Japan ignores protests to resume nuclear power

Japan’s energy firms say they fear they will not be able to provide sufficient
energy to meet demand in Japan’s notoriously hot summer months.

Kazuhiko Shimokobe, the new chairman of Tokyo Electric Power Co., the operator
of the Fukushima plant, said on Thursday that the company should be
permitted to restart its undamaged plants as a “building block” in
the company’s efforts to rebuild its business.

An estimated 40,000 people protested against the planned restart of the Oi
reactor outside the official residence of Yoshihiko Noda, the prime
minister, on June 22 and organisers expect an even larger crowd for another
rally on Friday.

The biggest concern, they say, is that new tests indicate that the Oi reactors
sit atop active seismic faults that have only just been identified.

“It’s crazy to restart Oi before we have made sure that it is absolutely safe
to do so,” Aileen Mioko Smith, executive director of Green Action, told The
Daily Telegraph.

Mitsuhisa Watanabe, a professor of tectonic geomorphology at Tokyo University,
carried out an inspection of the plant on Wednesday and has identified three
locations where test equipment should be set up, Smith said.

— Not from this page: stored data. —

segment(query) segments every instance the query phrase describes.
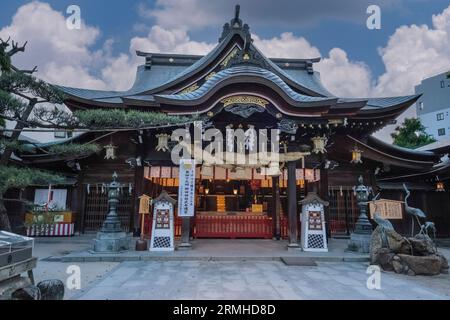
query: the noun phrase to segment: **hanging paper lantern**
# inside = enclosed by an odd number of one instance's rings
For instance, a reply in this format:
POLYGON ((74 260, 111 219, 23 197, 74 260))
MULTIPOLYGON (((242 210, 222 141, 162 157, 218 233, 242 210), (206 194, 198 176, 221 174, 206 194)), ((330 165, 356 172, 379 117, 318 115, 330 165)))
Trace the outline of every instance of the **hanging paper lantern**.
POLYGON ((105 147, 105 159, 106 160, 115 160, 117 158, 116 156, 116 149, 117 147, 115 145, 108 144, 105 147))
POLYGON ((350 161, 350 163, 353 163, 353 164, 363 163, 361 157, 362 157, 362 151, 359 150, 357 146, 355 146, 352 150, 352 161, 350 161))
POLYGON ((445 192, 445 186, 442 181, 436 182, 436 191, 437 192, 445 192))
POLYGON ((326 153, 327 150, 325 149, 326 145, 327 145, 327 137, 323 136, 317 136, 311 139, 311 141, 313 142, 313 150, 312 153, 318 154, 318 153, 326 153))
POLYGON ((156 146, 156 151, 167 152, 169 151, 169 135, 165 133, 157 134, 158 145, 156 146))

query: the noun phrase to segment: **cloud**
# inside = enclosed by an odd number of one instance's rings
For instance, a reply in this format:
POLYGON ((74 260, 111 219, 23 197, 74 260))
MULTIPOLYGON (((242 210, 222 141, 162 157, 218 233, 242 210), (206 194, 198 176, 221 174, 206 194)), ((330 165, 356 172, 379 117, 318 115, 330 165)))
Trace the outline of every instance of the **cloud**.
POLYGON ((0 37, 28 45, 24 53, 13 58, 14 64, 29 69, 38 66, 36 74, 44 80, 67 85, 81 84, 105 88, 89 67, 96 63, 98 54, 91 52, 100 30, 82 24, 81 30, 66 28, 65 17, 48 3, 33 1, 21 6, 12 23, 0 30, 0 37), (30 66, 30 61, 33 65, 30 66))
MULTIPOLYGON (((296 22, 303 15, 311 15, 318 10, 322 0, 308 5, 293 1, 279 0, 278 10, 269 10, 268 0, 245 0, 242 3, 243 19, 262 19, 278 23, 278 15, 285 20, 293 13, 296 22), (258 4, 258 5, 257 5, 258 4), (253 6, 252 10, 245 9, 253 6), (295 10, 294 10, 295 9, 295 10), (262 13, 261 10, 265 10, 262 13), (280 12, 278 12, 280 11, 280 12), (268 15, 267 12, 271 14, 268 15), (293 12, 293 13, 292 13, 293 12), (259 18, 258 18, 259 17, 259 18)), ((336 16, 353 15, 360 5, 350 8, 350 2, 340 1, 340 7, 327 1, 329 7, 322 8, 322 14, 330 14, 330 8, 338 10, 336 16), (345 13, 344 9, 350 10, 345 13), (349 9, 350 8, 350 9, 349 9), (353 13, 352 13, 353 12, 353 13)), ((364 1, 358 2, 366 5, 364 1)), ((384 5, 392 1, 384 1, 384 5)), ((30 61, 38 65, 38 76, 56 84, 91 89, 125 90, 133 83, 136 66, 142 58, 136 57, 135 50, 164 53, 206 54, 216 44, 196 41, 190 38, 188 26, 200 28, 217 26, 232 16, 230 4, 203 0, 159 0, 153 8, 141 7, 143 16, 153 17, 157 24, 146 28, 135 26, 147 35, 133 37, 129 52, 114 55, 113 39, 104 42, 99 50, 92 47, 100 40, 98 28, 85 23, 81 30, 68 30, 65 17, 47 3, 33 1, 21 6, 12 23, 0 30, 0 37, 11 36, 15 41, 29 41, 27 50, 14 58, 14 63, 30 68, 30 61), (191 12, 194 11, 196 12, 191 12), (176 12, 175 12, 176 11, 176 12), (43 23, 45 22, 45 23, 43 23)), ((330 14, 331 15, 331 14, 330 14)), ((424 77, 438 73, 450 66, 450 6, 442 13, 434 15, 432 26, 401 26, 389 38, 379 54, 386 71, 378 79, 373 79, 370 68, 361 61, 354 61, 342 48, 333 48, 325 53, 316 69, 322 74, 324 85, 335 95, 343 97, 366 97, 402 95, 413 92, 414 85, 424 77), (351 75, 351 76, 349 76, 351 75)), ((253 23, 253 22, 251 22, 253 23)), ((320 56, 320 51, 307 39, 285 32, 272 38, 253 35, 255 45, 269 57, 312 58, 320 56)))
POLYGON ((450 6, 433 15, 432 27, 399 27, 379 53, 386 72, 377 81, 376 95, 411 94, 423 78, 448 70, 450 6))
MULTIPOLYGON (((271 58, 316 58, 320 51, 303 37, 296 37, 291 32, 279 37, 261 39, 253 35, 255 45, 271 58)), ((328 57, 315 65, 321 72, 322 82, 333 94, 341 97, 367 97, 371 94, 371 73, 363 62, 350 61, 347 53, 334 48, 328 57), (348 75, 352 76, 349 77, 348 75)))
MULTIPOLYGON (((450 70, 450 6, 433 15, 432 26, 399 27, 386 47, 379 49, 386 72, 377 81, 372 95, 413 94, 422 79, 450 70)), ((415 117, 416 108, 408 109, 397 119, 415 117)), ((388 139, 395 126, 387 126, 377 137, 388 139)))
MULTIPOLYGON (((410 0, 411 1, 411 0, 410 0)), ((383 10, 398 8, 401 0, 240 0, 241 17, 251 26, 299 27, 317 24, 324 19, 365 23, 371 4, 383 10)), ((141 5, 142 16, 156 20, 165 28, 188 30, 217 27, 233 15, 232 3, 211 0, 157 0, 153 6, 141 5)))
POLYGON ((146 37, 131 39, 131 50, 164 53, 207 54, 214 44, 191 40, 186 30, 153 26, 146 37))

Those tests
would take around three weeks.

Politicians at the national and local level support calls for the tests to go
ahead before the reactor is returned to service, she said, but the
government is refusing to heed their warnings.

She also claimed that design drawings from the 1980s confirmed the presence of
the active fault line beneath the Oi plant but were “suppressed” in recent
government hearings on restarting the reactor.